Unfortunately, my concern with Jim Agalloco’s recent article does not stop with his assertions that the FDA implies that more than three batches are required. After discussing the advantages of a risk-based approach, in Table I he then proposes a minimum number of PPQ runs (1, 3, 5, 7 or 9 batches) for various types of manufacturing processes based on the type of manufacturing situation. For example, seven batches are proposed for a “biological fermentation or cell-culture process similar to one previously validated by the firm”. Now I admit that he presents these with the intent to “foster a dialog between industry and regulators”. However, if the FDA has stated that it does not intend to set a minimum number of batches, but wants a rationale from the manufacturer, why even discuss the possible number of batches based on a formula if we realize that every company might be different depending on their level of process understanding? Isn’t one focus of risk-based approaches to get away from a “one size fits all” approach?
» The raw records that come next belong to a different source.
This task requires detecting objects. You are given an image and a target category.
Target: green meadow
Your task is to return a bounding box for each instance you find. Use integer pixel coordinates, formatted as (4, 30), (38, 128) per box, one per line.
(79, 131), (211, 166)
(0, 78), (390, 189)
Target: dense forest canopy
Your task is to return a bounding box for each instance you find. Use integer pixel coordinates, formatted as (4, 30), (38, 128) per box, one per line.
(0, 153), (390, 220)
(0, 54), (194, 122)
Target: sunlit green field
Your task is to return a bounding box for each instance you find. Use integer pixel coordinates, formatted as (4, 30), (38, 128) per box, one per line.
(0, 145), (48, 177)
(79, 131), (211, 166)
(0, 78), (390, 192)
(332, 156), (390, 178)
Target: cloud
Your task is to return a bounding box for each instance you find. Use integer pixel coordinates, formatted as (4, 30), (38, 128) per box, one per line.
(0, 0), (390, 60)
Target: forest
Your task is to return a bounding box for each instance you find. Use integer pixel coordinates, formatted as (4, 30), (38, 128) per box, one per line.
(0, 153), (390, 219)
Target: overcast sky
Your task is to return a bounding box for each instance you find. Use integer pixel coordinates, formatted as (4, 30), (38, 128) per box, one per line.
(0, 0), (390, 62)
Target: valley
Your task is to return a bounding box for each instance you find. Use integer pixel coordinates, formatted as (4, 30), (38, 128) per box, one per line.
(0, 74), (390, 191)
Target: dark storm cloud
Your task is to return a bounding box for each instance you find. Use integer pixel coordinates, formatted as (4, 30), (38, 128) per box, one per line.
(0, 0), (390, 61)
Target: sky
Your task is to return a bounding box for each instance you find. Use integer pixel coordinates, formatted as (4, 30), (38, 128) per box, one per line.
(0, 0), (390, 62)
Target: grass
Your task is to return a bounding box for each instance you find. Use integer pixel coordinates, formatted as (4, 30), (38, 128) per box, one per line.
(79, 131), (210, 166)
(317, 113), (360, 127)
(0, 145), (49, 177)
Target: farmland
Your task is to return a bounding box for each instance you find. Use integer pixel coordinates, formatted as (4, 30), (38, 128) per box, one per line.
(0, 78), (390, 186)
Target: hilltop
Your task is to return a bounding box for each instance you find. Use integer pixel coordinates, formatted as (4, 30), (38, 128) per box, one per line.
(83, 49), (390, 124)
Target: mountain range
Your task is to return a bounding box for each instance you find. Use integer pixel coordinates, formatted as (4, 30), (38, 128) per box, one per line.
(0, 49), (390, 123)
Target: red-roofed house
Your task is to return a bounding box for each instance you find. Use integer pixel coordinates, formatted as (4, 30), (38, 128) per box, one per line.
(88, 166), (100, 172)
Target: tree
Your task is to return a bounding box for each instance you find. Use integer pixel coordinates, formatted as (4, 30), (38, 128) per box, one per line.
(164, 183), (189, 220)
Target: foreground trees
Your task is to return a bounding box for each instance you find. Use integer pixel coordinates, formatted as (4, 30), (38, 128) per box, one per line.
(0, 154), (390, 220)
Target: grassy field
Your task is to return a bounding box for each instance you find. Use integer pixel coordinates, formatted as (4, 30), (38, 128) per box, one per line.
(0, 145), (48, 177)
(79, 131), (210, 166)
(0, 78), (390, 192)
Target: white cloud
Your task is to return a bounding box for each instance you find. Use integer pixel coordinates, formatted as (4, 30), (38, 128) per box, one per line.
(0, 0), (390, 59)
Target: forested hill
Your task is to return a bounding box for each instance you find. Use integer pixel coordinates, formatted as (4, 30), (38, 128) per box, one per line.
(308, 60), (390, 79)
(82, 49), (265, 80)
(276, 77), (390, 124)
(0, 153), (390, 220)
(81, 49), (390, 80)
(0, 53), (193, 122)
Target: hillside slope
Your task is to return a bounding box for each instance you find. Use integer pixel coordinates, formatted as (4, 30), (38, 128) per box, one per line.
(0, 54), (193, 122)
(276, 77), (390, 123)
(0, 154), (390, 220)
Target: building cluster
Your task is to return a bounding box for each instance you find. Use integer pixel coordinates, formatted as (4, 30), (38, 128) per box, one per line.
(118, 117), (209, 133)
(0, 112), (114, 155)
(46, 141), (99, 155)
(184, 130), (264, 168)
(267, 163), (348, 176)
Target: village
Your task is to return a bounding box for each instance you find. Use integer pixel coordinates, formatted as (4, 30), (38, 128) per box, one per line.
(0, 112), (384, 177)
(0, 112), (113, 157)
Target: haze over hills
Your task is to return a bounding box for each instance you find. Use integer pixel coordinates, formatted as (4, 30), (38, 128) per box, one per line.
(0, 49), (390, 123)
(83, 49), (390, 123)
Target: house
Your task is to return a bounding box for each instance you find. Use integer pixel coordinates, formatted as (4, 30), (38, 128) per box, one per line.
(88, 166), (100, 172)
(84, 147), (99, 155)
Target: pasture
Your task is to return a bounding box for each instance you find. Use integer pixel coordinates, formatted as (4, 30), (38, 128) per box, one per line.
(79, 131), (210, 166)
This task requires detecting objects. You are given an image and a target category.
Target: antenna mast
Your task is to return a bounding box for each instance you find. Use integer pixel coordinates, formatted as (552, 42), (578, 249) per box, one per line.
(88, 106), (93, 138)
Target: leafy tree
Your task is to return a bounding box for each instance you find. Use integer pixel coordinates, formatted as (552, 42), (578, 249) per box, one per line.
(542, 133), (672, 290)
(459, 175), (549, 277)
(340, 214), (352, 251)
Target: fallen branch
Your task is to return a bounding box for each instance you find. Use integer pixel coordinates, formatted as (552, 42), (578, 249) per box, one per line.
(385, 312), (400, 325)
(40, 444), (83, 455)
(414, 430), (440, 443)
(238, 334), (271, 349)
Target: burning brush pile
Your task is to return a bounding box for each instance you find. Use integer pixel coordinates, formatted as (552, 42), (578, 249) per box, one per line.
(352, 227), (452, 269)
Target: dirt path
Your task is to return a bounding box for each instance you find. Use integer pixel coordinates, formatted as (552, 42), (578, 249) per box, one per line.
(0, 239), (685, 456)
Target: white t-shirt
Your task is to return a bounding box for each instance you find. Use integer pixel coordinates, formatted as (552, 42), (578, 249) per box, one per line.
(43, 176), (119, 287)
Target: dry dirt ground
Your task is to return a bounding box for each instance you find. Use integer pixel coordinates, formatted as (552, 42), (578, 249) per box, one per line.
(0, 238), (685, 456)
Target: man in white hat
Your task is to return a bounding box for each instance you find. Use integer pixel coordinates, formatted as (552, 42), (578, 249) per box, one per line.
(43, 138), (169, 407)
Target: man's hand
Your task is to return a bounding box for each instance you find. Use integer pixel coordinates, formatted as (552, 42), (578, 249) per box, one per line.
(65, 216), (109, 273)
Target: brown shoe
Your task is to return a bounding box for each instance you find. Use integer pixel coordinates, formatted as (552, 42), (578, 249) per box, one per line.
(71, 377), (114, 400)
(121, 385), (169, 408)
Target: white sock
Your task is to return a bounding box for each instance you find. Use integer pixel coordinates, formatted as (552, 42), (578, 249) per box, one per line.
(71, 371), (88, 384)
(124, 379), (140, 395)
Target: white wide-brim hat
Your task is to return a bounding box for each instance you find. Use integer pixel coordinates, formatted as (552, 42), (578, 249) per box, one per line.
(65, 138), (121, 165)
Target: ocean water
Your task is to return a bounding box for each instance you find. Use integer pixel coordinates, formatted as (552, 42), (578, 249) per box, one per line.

Now I will further admit that it might be easier for a manufacturer to be told to do three runs; that way it requires no additional thinking. However, I believe the new process validation guidance offers opportunities for manufacturers to be more efficient in their process validation activities if they properly implement the design/development phase.
So, where does this leave us? First, let me repeat that neither Jim Agalloco or I (and I assume the three people cited as influencing Jim Agalloco’s paper – Phil DeSantis, James Akers, and Russell Madsen, all prominent people in pharmaceutical validation science) do not believe that statistical methods should be used to determine the number of validation runs.
Where the differences arise is in the understanding of what is in the FDA guidance document, specifically whether the FDA implies that statistical methods should be used to determine the number of PPQ batches, or whether that is a reasonable inference from the FDA documents. I would maintain that this is not the understanding of the FDA as reflected in their process validation guidance documents and in the referenced Q&A on CGMP. I also disagree with proposing a minimum number of batches based on a process classification system, although I do realize that since Jim Agalloco believes that the FDA is arguing for a statistical basis (which he indicates is a sample size of 30 batches), then his argument for reduced testing might be a reasonable step to try to reduce the burden on the industry. However, the burden on the industry is not to have a statistical basis for the number of runs. The burden on the industry is to select the number of PPQ runs necessary, as part of the overall validation effort, to (in the words of the FDA) “provide a high degree of assurance in its manufacturing process to justify commercial distribution of the product.”
Let me also state that I have exchanged emails with Jim Agalloco regarding this, and while we both agree that statistical methods are not the way to select the number of PPQ runs, we disagree on the implications or inferences possible with the FDA guidance.
Finally, some of you might ask why I am writing this when my expertise is cleaning validation, not process validation. The reason is that cleaning is a type of manufacturing process. While cleaning validation is not explicitly covered by the FDA guidance, I believe the principles expressed in that document should be considered as they are applicable to manufacturing equipment cleaning processes.
I would encourage interested readers to carefully read Jim Agalloco’s article, the FDA 2008 draft guidance and 2011 revision, as well this Cleaning Memo.